KABARARENA.COM — Timnas Indonesia memperlihatkan celah di sektor kanan pertahanan saat menghadapi Vietnam pada matchday ketiga Grup A Piala AFF 2026 di Stadion Pakansari, Senin (3/8/2026) malam WIB. Lini belakang Garuda gagal mengantisipasi tekanan lawan sehingga kebobolan dua gol hanya dalam 15 menit pertama pertandingan.
Pelatih John Herdman melakukan rotasi di lini pertahanan untuk laga tersebut. Shayne Pattynama, Jordi Amat, dan Rizky Ridho dipercaya mengisi barisan belakang, berbeda dari komposisi yang dimainkan pada dua pertandingan sebelumnya.
Secara formasi, Indonesia tampil dengan skema 3-4-2-1. Namun, dalam penerapannya di lapangan, Rizky Ridho lebih sering bergerak layaknya bek kanan. Posisi tersebut justru menjadi sasaran utama serangan Vietnam sejak awal pertandingan.

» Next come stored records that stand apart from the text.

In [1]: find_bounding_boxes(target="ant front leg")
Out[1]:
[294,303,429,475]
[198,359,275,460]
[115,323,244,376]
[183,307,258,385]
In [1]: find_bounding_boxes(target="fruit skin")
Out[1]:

Vietnam tampil agresif dengan menerapkan pressing tinggi. Tim berjuluk The Golden Star itu berulang kali mengarahkan serangan ke sisi kanan pertahanan Indonesia hingga memaksa Garuda melakukan sejumlah kesalahan.
Gol pertama Vietnam lahir pada menit keenam. Prosesnya berawal dari upaya membangun serangan Indonesia yang gagal akibat tekanan tinggi lawan. Rizky Ridho melakukan kesalahan umpan sehingga bola berhasil direbut pemain Vietnam.
Bola kemudian mengalir kepada Nguyen Hoang Duc yang langsung mengirim umpan kepada Nguyen Van Vi. Meski berada dalam sudut sempit, Nguyen Van Vi mampu memanfaatkan ruang yang terbuka setelah Nadeo Argawinata dinilai kurang tepat membaca situasi. Vietnam pun unggul lebih dulu.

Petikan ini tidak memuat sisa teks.